Dikutip dari tayangan Top News Metro TV, Rabu, 19 Agustus 2026, kombinasi musim kemarau dan hembusan angin kencang menyebabkan kobaran api merambat dengan sangat cepat. Selain faktor cuaca, tim satgas gabungan yang terdiri dari TNI, Polri, dan BPBD sempat mengalami hambatan dalam proses pemadaman akibat akses menuju lokasi yang sulit dijangkau.
Setelah berjibaku selama kurang lebih lima jam, petugas akhirnya berhasil menjinakkan si jago merah. Usai api padam, tim di lapangan segera melakukan proses pendinginan (cooling down) di lokasi untuk memastikan tidak ada sisa bara api yang berpotensi memicu kebakaran susulan.

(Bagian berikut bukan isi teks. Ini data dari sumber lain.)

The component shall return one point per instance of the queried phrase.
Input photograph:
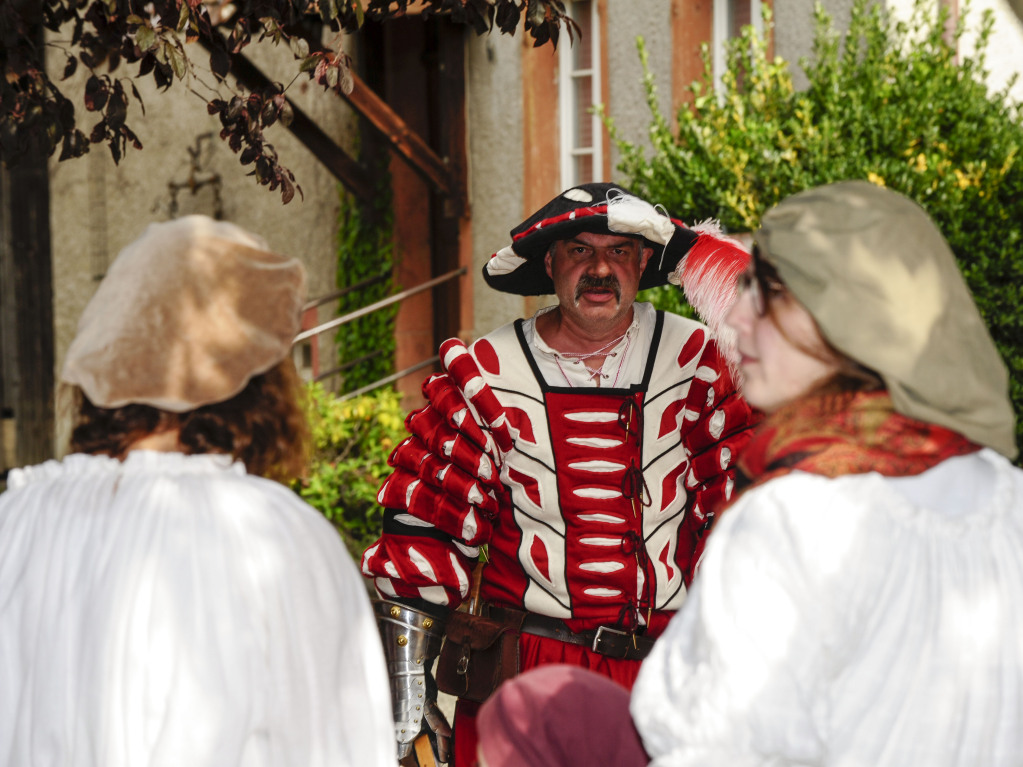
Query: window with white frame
(729, 18)
(579, 90)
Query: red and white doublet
(591, 499)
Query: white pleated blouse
(174, 611)
(855, 622)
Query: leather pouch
(478, 655)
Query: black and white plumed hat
(701, 260)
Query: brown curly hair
(264, 425)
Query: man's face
(596, 277)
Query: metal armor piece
(411, 640)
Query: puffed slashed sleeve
(736, 678)
(444, 492)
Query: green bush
(352, 440)
(365, 252)
(887, 101)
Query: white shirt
(850, 622)
(624, 365)
(173, 611)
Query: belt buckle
(611, 642)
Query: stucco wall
(626, 98)
(494, 106)
(1005, 49)
(493, 102)
(98, 207)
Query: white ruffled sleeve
(173, 611)
(732, 680)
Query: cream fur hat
(883, 285)
(186, 315)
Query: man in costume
(584, 450)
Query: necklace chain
(593, 372)
(602, 351)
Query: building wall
(98, 207)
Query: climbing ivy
(365, 254)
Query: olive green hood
(883, 285)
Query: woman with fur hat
(161, 601)
(858, 602)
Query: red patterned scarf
(835, 435)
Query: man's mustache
(586, 282)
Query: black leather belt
(605, 640)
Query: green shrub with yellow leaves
(351, 442)
(889, 101)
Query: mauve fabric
(559, 716)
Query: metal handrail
(390, 378)
(351, 316)
(313, 303)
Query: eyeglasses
(761, 281)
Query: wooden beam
(404, 140)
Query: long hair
(263, 425)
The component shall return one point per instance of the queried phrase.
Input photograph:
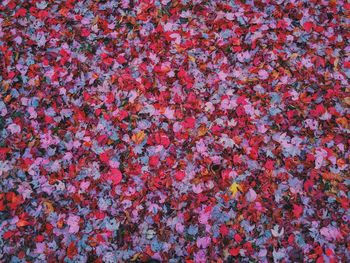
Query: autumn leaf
(137, 138)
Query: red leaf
(179, 175)
(297, 210)
(115, 176)
(72, 250)
(308, 26)
(234, 251)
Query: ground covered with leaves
(178, 131)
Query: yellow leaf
(234, 188)
(138, 137)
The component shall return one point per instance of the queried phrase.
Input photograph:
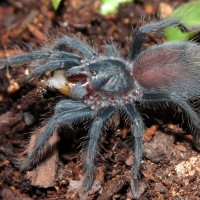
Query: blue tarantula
(108, 84)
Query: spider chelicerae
(108, 84)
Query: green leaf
(189, 15)
(56, 4)
(111, 6)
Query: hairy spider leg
(27, 58)
(182, 103)
(94, 135)
(75, 44)
(153, 28)
(52, 66)
(137, 129)
(60, 118)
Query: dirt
(171, 165)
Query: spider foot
(87, 182)
(135, 188)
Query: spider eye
(93, 72)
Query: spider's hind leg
(62, 117)
(94, 135)
(137, 129)
(154, 28)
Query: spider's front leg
(182, 103)
(94, 135)
(65, 114)
(137, 129)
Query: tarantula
(108, 84)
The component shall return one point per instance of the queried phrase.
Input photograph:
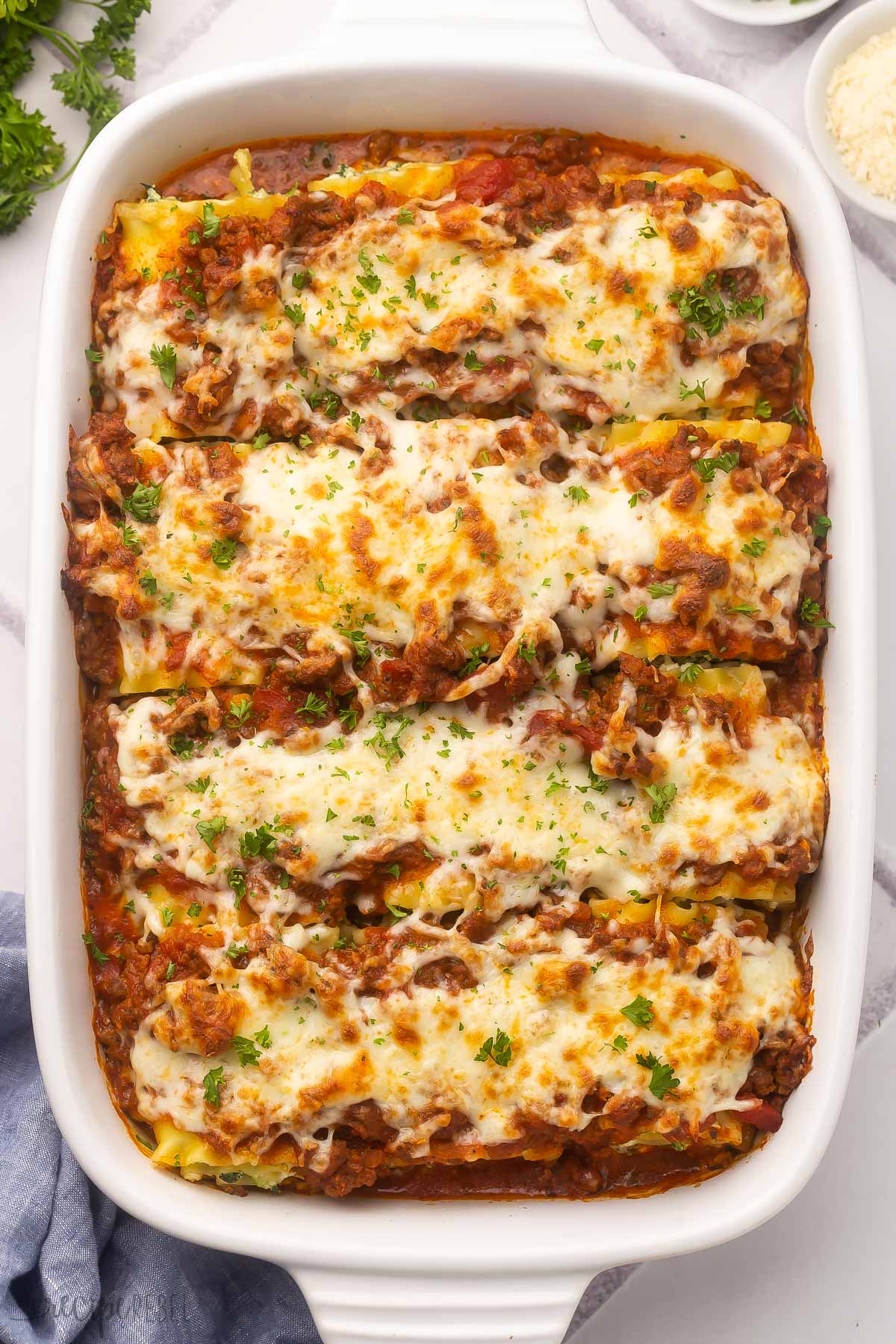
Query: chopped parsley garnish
(211, 223)
(99, 956)
(240, 710)
(707, 467)
(183, 746)
(388, 749)
(497, 1048)
(640, 1011)
(258, 844)
(210, 831)
(662, 1078)
(477, 656)
(246, 1050)
(143, 503)
(697, 390)
(810, 615)
(314, 706)
(166, 361)
(223, 553)
(662, 796)
(211, 1085)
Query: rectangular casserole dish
(488, 1270)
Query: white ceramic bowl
(842, 40)
(765, 13)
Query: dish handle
(524, 23)
(364, 1308)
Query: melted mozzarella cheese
(249, 346)
(582, 314)
(414, 1051)
(503, 813)
(336, 539)
(586, 307)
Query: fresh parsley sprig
(30, 154)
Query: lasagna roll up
(433, 561)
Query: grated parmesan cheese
(862, 113)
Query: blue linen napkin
(74, 1266)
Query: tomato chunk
(485, 181)
(762, 1115)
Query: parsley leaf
(166, 361)
(662, 796)
(211, 1085)
(223, 553)
(640, 1011)
(246, 1050)
(662, 1078)
(143, 503)
(497, 1048)
(810, 615)
(208, 831)
(258, 844)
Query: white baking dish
(491, 1270)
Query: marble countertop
(821, 1269)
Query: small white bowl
(842, 40)
(765, 13)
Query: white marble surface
(821, 1270)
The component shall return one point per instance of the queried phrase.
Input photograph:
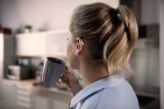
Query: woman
(102, 40)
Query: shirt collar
(93, 88)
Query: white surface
(54, 14)
(52, 43)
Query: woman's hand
(70, 80)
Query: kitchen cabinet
(9, 95)
(30, 44)
(51, 43)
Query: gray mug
(52, 70)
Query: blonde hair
(109, 34)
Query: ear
(79, 46)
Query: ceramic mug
(52, 70)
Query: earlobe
(79, 46)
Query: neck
(93, 73)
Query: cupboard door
(56, 44)
(30, 44)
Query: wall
(53, 14)
(149, 11)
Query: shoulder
(121, 96)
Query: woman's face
(72, 58)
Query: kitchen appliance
(16, 72)
(52, 70)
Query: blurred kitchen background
(31, 30)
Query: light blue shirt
(112, 92)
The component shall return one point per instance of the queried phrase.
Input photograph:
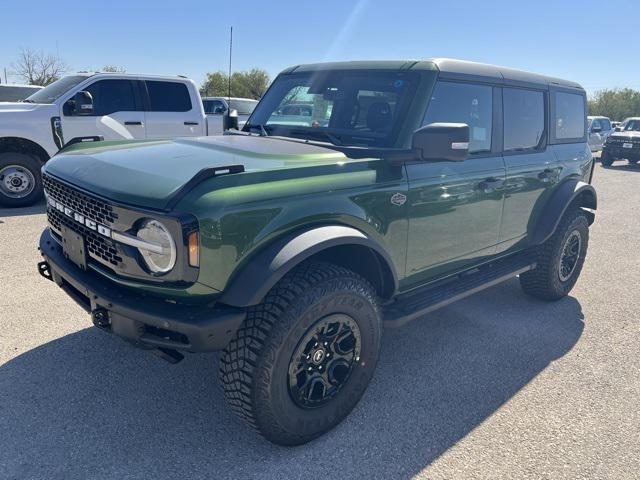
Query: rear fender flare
(574, 193)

Sementara itu, Kementerian Kehutanan (Kemenhut) mengapresiasi dukungan TNI dan Polri dalam penanganan kebakaran hutan dan lahan (karhutla). Dukungan ini menjadi bagian penting dalam mempercepat respons pemadaman sekaligus memperkuat penegakan hukum.
Kerja sama Kemenhut dengan TNI dan Polri diwujudkan melalui operasi pemadaman darat yang melibatkan personel gabungan Manggala Agni, BNPB/BPBD, TNI/Polri, Masyarakat Peduli Api, dan pemerintah daerah. Sepanjang Agustus 2026, operasi tersebut dilakukan secara intensif di enam provinsi rawan karhutla, yakni Sumatra Utara, Riau, Sumatra Selatan, Jambi, Kalimantan Barat, dan Kalimantan Tengah.
Keterlibatan TNI dan Polri juga terlihat dalam penanganan kebakaran di Taman Nasional Bromo Tengger Semeru (TNBTS). Tim terpadu yang terdiri atas Manggala Agni, Balai TNBTS, BPBD, BNPB, relawan Masyarakat Peduli Api, TNI, dan Polri bekerja bersama menangani titik api.